Chathangottunada is a small village in Calicut district. It is located in Kavilumpara panchayath. Wayanad Road (which connects Kuttiyadi and Mananthavady) goes through the town. A. J. John Memorial High School, one of the oldest education schools, is located here. Nearby towns include Thottilpalam and Kuttiyadi. The village's residents include Hindus, Christians and Muslims. The principal political parties are CPI(M), Indian National Congress, Kerala Congress (M) and IUML.

==Surrounding towns==
Some of the villages surrounding the town include Nagampara, Cheethapattu, Chappenthottam, Koodalil, Poothampara, and Pattyadu.

==Education==

A. J. John Memorial High School (A. J. J. M. H. S.) is a high school located here. It is named after A. J. John, Anaparambil.

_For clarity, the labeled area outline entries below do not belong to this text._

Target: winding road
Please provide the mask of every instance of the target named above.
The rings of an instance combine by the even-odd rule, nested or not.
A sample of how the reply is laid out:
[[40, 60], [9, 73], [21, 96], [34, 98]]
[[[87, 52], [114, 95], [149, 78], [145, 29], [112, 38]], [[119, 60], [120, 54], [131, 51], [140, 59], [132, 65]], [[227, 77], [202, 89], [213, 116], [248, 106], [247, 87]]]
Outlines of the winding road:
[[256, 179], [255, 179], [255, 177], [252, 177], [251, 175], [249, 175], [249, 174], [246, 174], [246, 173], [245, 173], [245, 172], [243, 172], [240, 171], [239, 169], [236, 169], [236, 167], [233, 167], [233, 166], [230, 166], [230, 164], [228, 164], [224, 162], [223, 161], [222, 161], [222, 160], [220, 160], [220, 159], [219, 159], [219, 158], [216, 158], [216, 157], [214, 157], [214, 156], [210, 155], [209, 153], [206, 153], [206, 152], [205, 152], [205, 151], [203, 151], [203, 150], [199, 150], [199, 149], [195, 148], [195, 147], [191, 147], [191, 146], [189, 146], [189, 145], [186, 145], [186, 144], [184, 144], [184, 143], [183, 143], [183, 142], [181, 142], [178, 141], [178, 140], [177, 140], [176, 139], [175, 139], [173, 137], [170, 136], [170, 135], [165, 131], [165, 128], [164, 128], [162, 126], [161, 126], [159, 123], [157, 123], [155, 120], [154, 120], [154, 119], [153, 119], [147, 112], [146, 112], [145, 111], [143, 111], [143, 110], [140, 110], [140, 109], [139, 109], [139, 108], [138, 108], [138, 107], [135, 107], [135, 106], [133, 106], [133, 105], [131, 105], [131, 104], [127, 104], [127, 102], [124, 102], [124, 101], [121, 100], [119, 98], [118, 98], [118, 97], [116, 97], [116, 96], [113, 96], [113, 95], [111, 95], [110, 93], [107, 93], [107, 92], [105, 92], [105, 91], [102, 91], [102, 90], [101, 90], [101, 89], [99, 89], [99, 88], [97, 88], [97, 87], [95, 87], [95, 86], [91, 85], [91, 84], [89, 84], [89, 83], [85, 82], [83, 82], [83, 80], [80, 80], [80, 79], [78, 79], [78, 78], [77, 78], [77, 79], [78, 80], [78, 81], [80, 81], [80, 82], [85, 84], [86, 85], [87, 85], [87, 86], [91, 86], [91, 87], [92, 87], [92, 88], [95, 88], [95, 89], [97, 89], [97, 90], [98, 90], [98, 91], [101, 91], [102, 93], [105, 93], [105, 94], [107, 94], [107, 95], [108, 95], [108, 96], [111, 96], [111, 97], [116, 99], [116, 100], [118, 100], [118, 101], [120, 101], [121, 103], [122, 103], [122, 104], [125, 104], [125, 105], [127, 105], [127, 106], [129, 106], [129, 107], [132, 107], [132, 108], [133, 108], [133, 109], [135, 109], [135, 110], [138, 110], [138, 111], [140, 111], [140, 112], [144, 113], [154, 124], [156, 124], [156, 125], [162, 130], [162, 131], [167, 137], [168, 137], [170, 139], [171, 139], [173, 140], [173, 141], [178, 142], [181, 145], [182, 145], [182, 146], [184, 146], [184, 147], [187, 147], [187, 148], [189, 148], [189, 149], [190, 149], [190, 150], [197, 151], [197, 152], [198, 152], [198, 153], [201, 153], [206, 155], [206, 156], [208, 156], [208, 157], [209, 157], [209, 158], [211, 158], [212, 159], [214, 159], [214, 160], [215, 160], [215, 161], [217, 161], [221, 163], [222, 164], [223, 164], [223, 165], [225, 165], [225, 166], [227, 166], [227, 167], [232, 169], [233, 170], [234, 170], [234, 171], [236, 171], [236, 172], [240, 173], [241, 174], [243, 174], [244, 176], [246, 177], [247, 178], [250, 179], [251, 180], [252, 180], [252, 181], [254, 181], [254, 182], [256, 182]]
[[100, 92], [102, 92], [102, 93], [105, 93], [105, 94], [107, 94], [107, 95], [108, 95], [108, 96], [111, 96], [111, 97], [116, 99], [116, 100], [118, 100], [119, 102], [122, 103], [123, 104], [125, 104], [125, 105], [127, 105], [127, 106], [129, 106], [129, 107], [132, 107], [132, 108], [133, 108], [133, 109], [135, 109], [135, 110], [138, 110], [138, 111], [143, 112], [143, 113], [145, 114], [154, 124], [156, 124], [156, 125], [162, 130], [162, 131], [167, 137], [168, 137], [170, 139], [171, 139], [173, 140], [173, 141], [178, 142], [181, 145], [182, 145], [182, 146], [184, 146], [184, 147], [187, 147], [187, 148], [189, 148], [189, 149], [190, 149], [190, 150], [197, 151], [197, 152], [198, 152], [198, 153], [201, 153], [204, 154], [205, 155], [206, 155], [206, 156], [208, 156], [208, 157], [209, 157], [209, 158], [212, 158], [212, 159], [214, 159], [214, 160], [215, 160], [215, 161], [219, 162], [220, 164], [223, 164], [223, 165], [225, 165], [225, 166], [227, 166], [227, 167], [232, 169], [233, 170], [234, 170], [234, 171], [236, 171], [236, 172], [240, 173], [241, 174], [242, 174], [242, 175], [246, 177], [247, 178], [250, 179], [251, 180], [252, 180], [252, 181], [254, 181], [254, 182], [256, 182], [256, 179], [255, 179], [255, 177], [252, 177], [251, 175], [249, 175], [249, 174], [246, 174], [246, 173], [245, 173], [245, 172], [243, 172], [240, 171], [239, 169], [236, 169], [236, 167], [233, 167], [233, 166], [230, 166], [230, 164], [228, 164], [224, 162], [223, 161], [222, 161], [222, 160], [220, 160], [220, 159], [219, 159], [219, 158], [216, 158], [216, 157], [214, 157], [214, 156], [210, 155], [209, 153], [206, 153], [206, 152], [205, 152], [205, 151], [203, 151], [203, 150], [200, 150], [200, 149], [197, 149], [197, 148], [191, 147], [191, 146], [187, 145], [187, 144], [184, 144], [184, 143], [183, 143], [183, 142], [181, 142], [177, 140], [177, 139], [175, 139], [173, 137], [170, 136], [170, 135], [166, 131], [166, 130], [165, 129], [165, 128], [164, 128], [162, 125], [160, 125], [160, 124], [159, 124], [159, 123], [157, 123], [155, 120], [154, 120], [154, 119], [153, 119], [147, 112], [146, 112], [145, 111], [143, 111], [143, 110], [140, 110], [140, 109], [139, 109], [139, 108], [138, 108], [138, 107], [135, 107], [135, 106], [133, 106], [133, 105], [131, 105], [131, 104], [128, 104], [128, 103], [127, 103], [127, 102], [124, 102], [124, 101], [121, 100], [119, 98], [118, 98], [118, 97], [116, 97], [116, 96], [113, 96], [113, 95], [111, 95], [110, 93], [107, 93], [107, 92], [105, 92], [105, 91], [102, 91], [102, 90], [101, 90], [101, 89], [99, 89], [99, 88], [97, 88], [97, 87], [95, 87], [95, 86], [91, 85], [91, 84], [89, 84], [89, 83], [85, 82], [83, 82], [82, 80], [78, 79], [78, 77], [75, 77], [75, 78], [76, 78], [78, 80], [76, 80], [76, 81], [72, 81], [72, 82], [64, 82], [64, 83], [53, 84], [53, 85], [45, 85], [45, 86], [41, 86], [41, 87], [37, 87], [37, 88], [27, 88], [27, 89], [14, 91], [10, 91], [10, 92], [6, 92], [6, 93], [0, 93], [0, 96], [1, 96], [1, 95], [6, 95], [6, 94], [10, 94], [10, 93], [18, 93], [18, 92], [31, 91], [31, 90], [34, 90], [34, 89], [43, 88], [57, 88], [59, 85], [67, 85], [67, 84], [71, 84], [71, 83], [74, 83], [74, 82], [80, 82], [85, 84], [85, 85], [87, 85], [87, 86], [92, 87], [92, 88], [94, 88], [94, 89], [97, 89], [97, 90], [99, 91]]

It is managed by the Missionary Congregation of the Blessed Sacrament (or MCBS Sabha).

==Transportation==
Chathangottunada village connects to other parts of India through Vatakara town on the west and Kuttiady town on the east. National highway No.66 passes through Vatakara and the northern stretch connects to Mangalore, Goa and Mumbai. The southern stretch connects to Cochin and Trivandrum. The eastern National Highway No.54 going through Kuttiady connects to Mananthavady, Mysore and Bangalore. The nearest airports are at Kannur and Kozhikode. The nearest railway station is at Vatakara.